ともかく、あの日君は魔力切れを起こしたのだろう。白タヌキが教えてくれた。魔力切れで火事に巻き込まれたら、それこそ精霊達が怒り狂うだろう。まったく。あの後嵐のような雨が降り、王都中の火はすぐに消えた。
店での事はウィルから聞いた。セヴァーン子爵夫人はその他の罪と共に適切に裁かれている。その他の罪が重すぎるから、君は気に病む事はない。」
「そう...でしたか...。」
雨はノワールとチャプが降らせてくれたのだろうと予想した。子爵夫人の罪状が気になったが、怖くて聞く事は出来なかった。
「セヴァーン子爵夫人の刑罰は...君は知る必要はない。もちろん魔法使いが減刑を願えば、法ですら覆せてしまうだろう。だが、それは適切に法に則るべきものだ。
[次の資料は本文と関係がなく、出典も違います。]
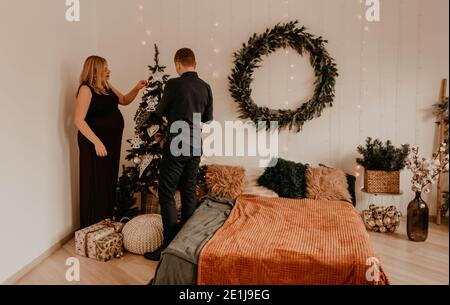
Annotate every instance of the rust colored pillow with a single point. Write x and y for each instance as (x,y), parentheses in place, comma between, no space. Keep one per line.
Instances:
(225,181)
(327,184)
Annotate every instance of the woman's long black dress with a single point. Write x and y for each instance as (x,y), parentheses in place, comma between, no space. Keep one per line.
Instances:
(98,175)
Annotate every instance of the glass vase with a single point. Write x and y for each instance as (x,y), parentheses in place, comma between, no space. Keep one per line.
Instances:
(417,219)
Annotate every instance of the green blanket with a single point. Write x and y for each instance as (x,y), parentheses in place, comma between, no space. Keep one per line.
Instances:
(178,264)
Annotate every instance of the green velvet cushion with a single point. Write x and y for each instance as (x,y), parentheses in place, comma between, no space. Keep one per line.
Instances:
(286,178)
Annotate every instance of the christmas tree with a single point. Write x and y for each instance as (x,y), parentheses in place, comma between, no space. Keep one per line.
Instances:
(146,146)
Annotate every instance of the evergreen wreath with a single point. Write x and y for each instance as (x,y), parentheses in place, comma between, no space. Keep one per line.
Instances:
(249,57)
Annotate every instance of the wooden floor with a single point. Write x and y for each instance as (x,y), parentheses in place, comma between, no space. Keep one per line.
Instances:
(403,261)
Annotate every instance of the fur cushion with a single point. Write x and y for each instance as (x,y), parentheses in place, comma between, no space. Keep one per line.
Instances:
(225,181)
(327,184)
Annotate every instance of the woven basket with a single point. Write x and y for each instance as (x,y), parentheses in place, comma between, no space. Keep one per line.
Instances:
(143,233)
(382,182)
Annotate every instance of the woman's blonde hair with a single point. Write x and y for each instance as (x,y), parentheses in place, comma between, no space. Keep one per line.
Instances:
(91,75)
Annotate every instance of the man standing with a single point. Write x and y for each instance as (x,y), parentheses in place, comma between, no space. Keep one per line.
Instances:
(185,98)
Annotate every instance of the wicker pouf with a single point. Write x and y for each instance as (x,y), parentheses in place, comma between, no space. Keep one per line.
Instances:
(143,234)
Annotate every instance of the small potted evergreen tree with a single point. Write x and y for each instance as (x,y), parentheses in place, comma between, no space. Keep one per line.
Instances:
(382,164)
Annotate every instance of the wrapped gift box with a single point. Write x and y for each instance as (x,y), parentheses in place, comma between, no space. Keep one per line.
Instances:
(85,238)
(109,246)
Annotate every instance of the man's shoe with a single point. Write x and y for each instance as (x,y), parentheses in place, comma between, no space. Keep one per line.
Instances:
(155,255)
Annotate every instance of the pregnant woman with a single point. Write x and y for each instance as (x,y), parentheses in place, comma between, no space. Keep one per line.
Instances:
(100,125)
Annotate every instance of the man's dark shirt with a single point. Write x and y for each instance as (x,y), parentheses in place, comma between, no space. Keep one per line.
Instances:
(184,96)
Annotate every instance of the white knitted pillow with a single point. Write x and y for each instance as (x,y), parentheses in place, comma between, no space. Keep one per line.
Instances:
(143,233)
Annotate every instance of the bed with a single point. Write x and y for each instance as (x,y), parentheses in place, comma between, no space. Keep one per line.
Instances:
(271,241)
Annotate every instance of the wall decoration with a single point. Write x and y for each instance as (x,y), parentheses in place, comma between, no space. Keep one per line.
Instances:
(250,56)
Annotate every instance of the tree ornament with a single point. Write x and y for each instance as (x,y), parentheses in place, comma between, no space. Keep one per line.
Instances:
(137,160)
(136,142)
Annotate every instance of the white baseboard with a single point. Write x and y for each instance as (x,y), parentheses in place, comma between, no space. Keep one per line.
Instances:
(22,272)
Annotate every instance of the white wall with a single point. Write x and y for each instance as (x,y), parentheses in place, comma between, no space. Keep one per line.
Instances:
(390,71)
(40,60)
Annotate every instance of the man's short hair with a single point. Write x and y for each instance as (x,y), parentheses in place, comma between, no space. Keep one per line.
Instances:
(186,57)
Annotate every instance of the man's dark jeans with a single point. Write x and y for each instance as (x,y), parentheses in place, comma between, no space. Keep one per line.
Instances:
(177,173)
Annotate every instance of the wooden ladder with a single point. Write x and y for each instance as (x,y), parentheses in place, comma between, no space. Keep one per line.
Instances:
(441,137)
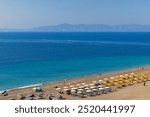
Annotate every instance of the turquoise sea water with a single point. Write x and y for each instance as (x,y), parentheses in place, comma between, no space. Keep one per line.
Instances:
(33,58)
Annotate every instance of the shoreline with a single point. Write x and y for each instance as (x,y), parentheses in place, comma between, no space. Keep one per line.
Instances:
(86,77)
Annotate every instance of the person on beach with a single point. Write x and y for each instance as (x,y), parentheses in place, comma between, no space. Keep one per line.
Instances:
(144,83)
(65,80)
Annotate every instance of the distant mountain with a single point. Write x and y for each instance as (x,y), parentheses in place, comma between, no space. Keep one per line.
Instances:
(85,28)
(93,28)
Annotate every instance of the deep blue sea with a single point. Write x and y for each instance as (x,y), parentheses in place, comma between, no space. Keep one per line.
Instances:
(33,58)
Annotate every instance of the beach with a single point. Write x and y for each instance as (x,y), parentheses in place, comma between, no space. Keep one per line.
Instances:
(136,91)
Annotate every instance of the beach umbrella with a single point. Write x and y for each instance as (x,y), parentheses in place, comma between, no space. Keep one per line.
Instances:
(86,85)
(100,89)
(78,84)
(73,91)
(57,89)
(34,89)
(79,92)
(107,87)
(86,88)
(99,86)
(71,86)
(94,90)
(132,73)
(65,87)
(88,91)
(74,88)
(126,75)
(39,89)
(92,87)
(105,79)
(81,87)
(92,84)
(111,78)
(100,81)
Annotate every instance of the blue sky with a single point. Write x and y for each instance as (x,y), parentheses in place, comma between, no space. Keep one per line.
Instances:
(33,13)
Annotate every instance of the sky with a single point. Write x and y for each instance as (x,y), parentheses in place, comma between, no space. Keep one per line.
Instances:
(34,13)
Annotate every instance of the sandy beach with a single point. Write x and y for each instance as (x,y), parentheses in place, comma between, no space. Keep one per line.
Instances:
(136,91)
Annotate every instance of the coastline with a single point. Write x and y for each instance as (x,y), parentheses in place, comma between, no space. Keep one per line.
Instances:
(73,79)
(87,79)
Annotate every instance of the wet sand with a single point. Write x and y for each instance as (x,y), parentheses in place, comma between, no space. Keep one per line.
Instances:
(134,92)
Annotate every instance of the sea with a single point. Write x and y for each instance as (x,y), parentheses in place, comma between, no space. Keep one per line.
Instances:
(28,58)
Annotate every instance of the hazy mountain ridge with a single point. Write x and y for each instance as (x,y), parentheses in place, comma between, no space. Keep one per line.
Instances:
(86,28)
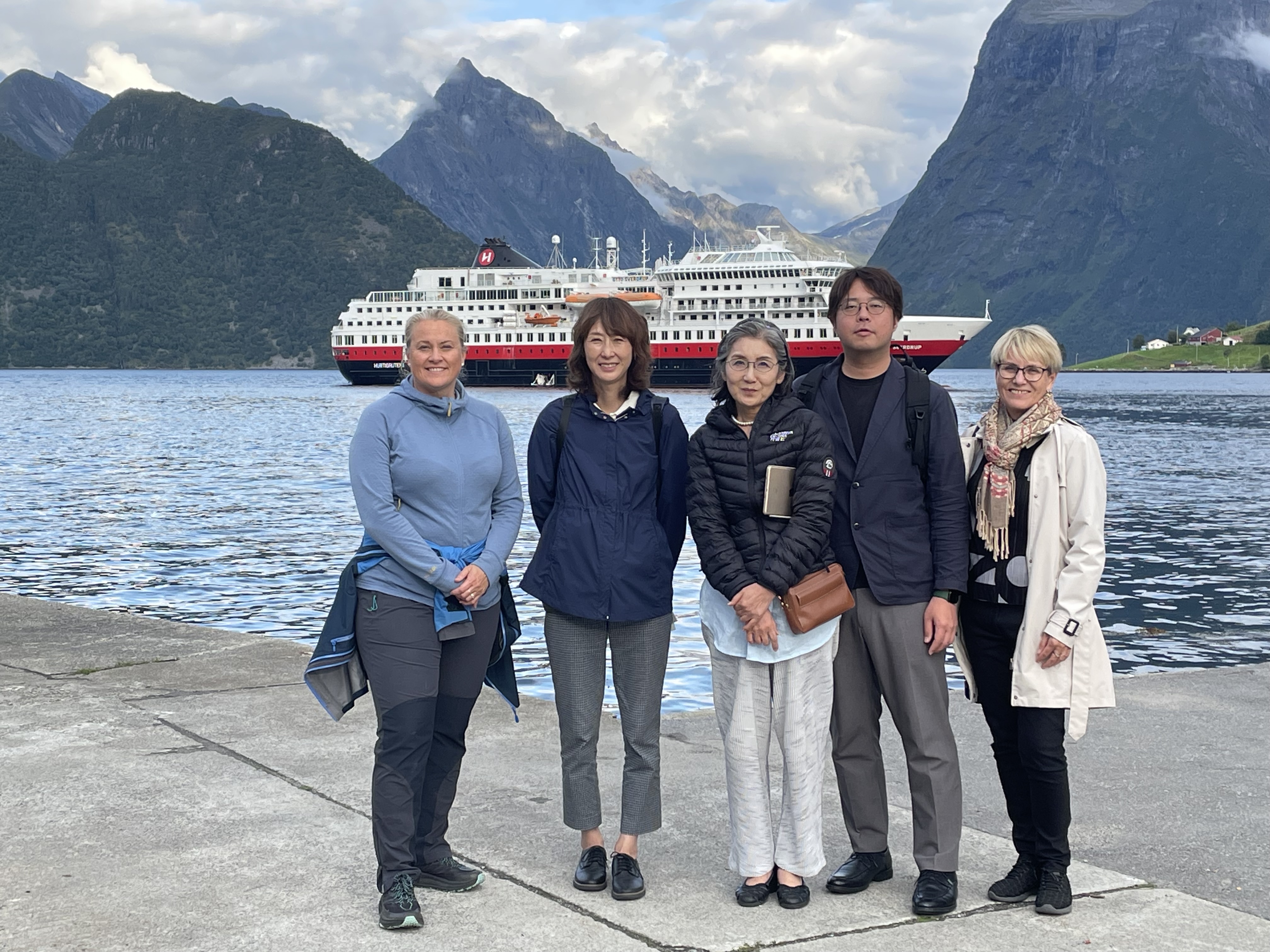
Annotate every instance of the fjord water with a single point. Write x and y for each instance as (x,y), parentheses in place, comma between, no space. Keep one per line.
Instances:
(221,498)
その他民から税を毟り取り、その上に成り立つ貴族などもとより断じて許されないものだ。」
グレイソンはアンに詳しい刑罰を伝えなかったが、実体はアンの想像よりもはるかに厳しく、惨たらしいものだった。己が虐げてきた民達に、苛虐の鞭に打たれ続けるようなものだった。
「あの、ちなみに白タヌキちゃんはいますか?精霊達がいなくて...。」
「ん?あぁ、白タヌキならばほら、下だ。あそこで寝転んでいる。」
グレイソンは窓から下を指さした。
その近くにフウ達も揃っていたため、アンは安堵した。
そのまま窓から白タヌキ達を眺めていると、
グレイソンの腕が、アンを優しく抱き締めた。